Winky’s face went from a bashful blush to an empty-eyed sneer of disgust in less than a second.
“Who? Him? Why would you even ask about him? Especially when I was thinking about Mistress. Such a waste. If you’d at least asked about the rats that scurry over my legs at night, I wouldn’t have been so bad, but him?”
“…ouch. I mean, it’s not like I think that much of him either, but still.”
Butcher got to work a little more in earnest then. Her manner grew more casual, her repartee with Winky more trivial, and the hidden folds of her seemingly simple flock more full by the minute. Every now and again, she would point out a particular passerby – sometimes imposing and sometimes unassuming – and warn Winky off even approaching them with a flash of her eyes.
The sun was just starting to dip down from its noon zenith, and the afternoon dropped into the muggy end of balmy. Winky was sitting by the docks, watching Butcher and a dozen sailors heave and shout around a little ring which had been hastily cobbled together on the quay to race hermit crabs. After one last round, Butcher drifted back towards Winky, taking a crab leg out of her mouth to let out a long yawn. Winky got up and brushed off her filthy cotton sheet.
“Did you pick any winners?”
“I might as well have picked my nose for all the good it did. Come on, Winky.”
As the wind drakelets roused themselves from their sunsoaking and circled above to hunt the seagulls in the port, Butcher stopped by a shipping depot at the border between the warehouses and the market stalls. She nodded to the gruff and bearded sailor keeping watch and, scaling the wooden crates, leapt up onto a tarp, letting the coins spill from her frock and pool into a divot in the sun-stiffened canvas.
While Winky awkwardly made her way up to join her, Butcher finished totting up the morning’s haul, stretched out with her hands behind her head, and let out a self-satisfied sigh.
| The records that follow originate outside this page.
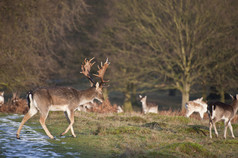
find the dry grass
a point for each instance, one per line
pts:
(20, 107)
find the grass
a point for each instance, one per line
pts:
(137, 135)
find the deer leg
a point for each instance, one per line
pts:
(189, 113)
(214, 125)
(42, 122)
(68, 117)
(210, 129)
(71, 118)
(231, 129)
(29, 114)
(225, 129)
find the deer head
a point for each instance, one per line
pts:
(86, 67)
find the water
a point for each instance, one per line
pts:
(33, 144)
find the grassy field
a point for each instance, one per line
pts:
(137, 135)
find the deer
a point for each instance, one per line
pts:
(1, 98)
(197, 105)
(150, 108)
(220, 111)
(66, 99)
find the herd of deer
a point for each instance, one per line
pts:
(68, 99)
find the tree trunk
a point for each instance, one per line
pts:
(222, 95)
(185, 96)
(133, 94)
(204, 92)
(105, 93)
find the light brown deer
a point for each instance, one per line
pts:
(197, 105)
(65, 99)
(148, 108)
(220, 111)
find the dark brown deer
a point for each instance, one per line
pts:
(65, 99)
(220, 111)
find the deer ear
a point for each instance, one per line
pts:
(232, 97)
(97, 85)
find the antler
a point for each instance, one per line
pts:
(102, 70)
(86, 67)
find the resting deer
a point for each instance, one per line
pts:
(148, 108)
(1, 98)
(65, 99)
(197, 105)
(220, 111)
(119, 109)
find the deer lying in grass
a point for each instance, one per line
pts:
(148, 108)
(197, 105)
(220, 111)
(1, 98)
(119, 109)
(65, 99)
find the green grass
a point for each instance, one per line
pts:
(137, 135)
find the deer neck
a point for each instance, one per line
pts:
(86, 96)
(144, 105)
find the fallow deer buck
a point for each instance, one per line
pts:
(197, 105)
(65, 99)
(220, 111)
(148, 108)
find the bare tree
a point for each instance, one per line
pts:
(169, 38)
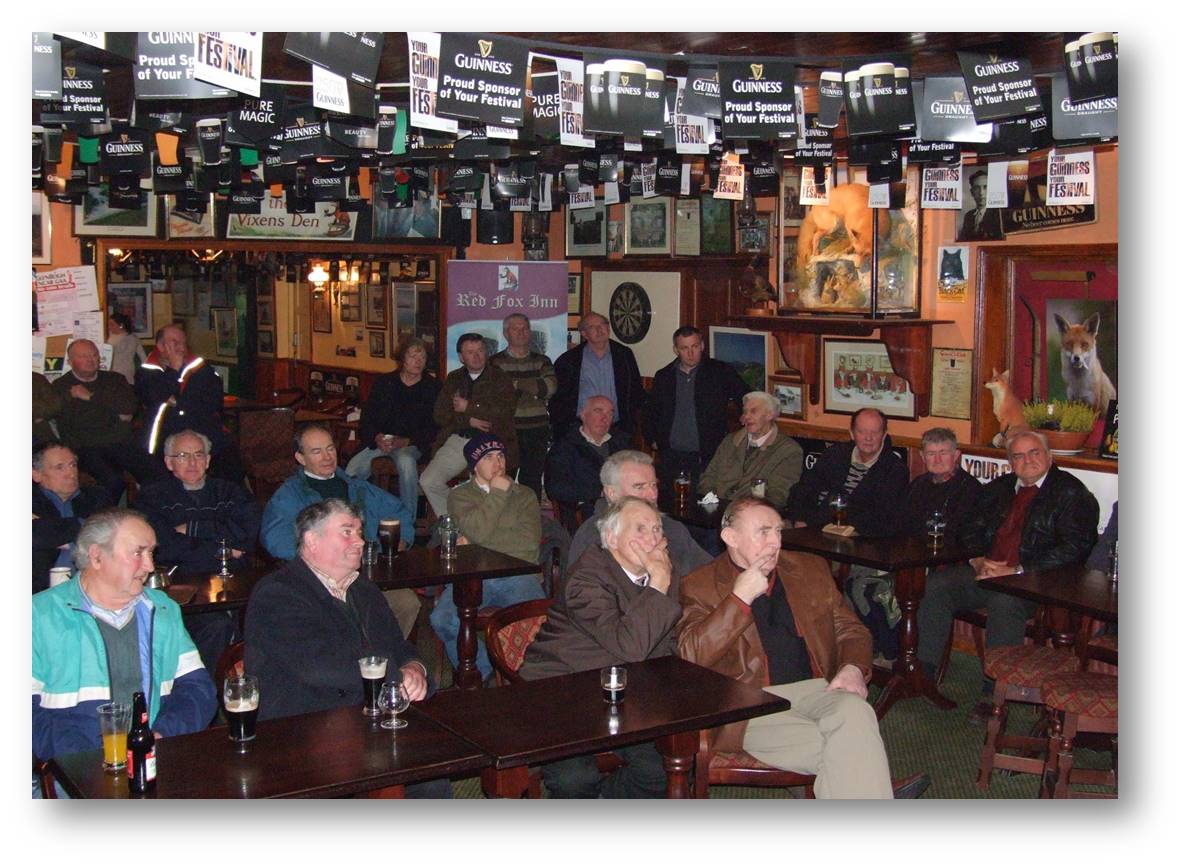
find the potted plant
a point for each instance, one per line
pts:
(1066, 424)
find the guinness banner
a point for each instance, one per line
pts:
(1079, 121)
(46, 66)
(1000, 86)
(424, 51)
(879, 97)
(758, 100)
(1091, 65)
(163, 68)
(353, 56)
(946, 113)
(702, 96)
(483, 78)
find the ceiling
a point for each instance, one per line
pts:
(932, 53)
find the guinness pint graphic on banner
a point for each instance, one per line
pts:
(758, 100)
(353, 56)
(163, 68)
(946, 111)
(1080, 121)
(424, 50)
(615, 101)
(831, 97)
(702, 96)
(1091, 64)
(1000, 85)
(483, 78)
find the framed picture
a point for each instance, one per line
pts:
(718, 237)
(648, 227)
(265, 311)
(587, 231)
(858, 374)
(181, 224)
(790, 398)
(377, 343)
(574, 294)
(226, 330)
(376, 305)
(349, 298)
(322, 311)
(95, 218)
(41, 229)
(747, 350)
(134, 300)
(755, 238)
(687, 232)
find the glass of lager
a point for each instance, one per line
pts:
(240, 697)
(373, 674)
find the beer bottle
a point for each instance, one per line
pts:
(141, 748)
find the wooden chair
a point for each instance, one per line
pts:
(1080, 702)
(265, 442)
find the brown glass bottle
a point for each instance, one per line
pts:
(141, 748)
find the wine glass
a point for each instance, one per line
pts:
(936, 523)
(393, 701)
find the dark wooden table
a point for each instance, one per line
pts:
(667, 701)
(310, 755)
(420, 567)
(1080, 592)
(907, 559)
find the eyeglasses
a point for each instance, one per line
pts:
(200, 456)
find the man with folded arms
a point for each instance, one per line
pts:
(493, 511)
(103, 636)
(775, 619)
(616, 605)
(311, 620)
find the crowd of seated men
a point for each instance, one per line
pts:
(637, 582)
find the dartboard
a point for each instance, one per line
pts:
(629, 313)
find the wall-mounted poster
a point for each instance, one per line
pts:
(95, 218)
(858, 374)
(479, 296)
(747, 350)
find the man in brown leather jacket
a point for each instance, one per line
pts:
(775, 619)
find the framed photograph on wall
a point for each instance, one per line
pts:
(95, 218)
(587, 231)
(858, 374)
(648, 226)
(41, 229)
(322, 311)
(747, 350)
(718, 236)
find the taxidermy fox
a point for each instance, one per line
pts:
(848, 206)
(1080, 366)
(1007, 407)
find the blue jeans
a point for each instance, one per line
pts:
(497, 592)
(406, 460)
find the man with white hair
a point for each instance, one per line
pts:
(619, 604)
(103, 636)
(757, 451)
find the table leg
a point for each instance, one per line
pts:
(467, 594)
(907, 679)
(678, 754)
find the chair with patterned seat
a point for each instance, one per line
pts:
(1079, 702)
(1019, 672)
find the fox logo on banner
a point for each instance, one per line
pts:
(758, 100)
(1091, 66)
(1000, 85)
(483, 78)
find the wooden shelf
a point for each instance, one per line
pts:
(909, 345)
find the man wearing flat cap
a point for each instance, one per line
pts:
(493, 511)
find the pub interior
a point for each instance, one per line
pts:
(816, 385)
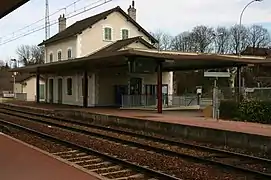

She addressed Winky with her eyes closed.
“You weren’t scared of Mikka when he came up to you like that?”
“I was.”
“But you followed him anyway?”
“He wasn’t like the other ones. He seemed more crazy than dangerous. But I suppose I must not really have cared too much, at that point.”
“And you’re happy enough staying with us now?”
The girl Mikka had named ‘Winky’ squinted her eyes. A firmness came over her unlined face.
“I can’t think of a much better place for me to have washed up. Can you?”
Butcher shrugged an agreement.
“I didn’t like you at first,” she mumbled sweetly, as if she were asking for a bedtime story from an indulgent father. “It felt like you wanted to tell us to shape up a bit – to stop playing around so much. But that you were holding yourself back. And not necessarily out of fear. But I like you better now.”
Seconds later, she was asleep. Winky watched her as her chest rose and fell, and as she let out little snorts, and dribbled down the side of her mouth. She was starting to understand why they called her Butcher.
The two of them stayed there like that for the next few hours, until the sun drooped down to the western horizon. Butcher led them off the tarp and strolled slowly through the emptying marketplace, stopping here and there for a few moments – as if taking careful note of everything she had seen and done that day. Winky jumped as she heard a shout of outrage behind her. A metal object sailed past her and fell at Butcher’s feet with a light cracking sound.
“There! Just take the blasted thing! Stick it in a ditch and call it Mary! I didn’t make a single sale today! Do you hear that, witchling?! Not a single sea-drenched sale!”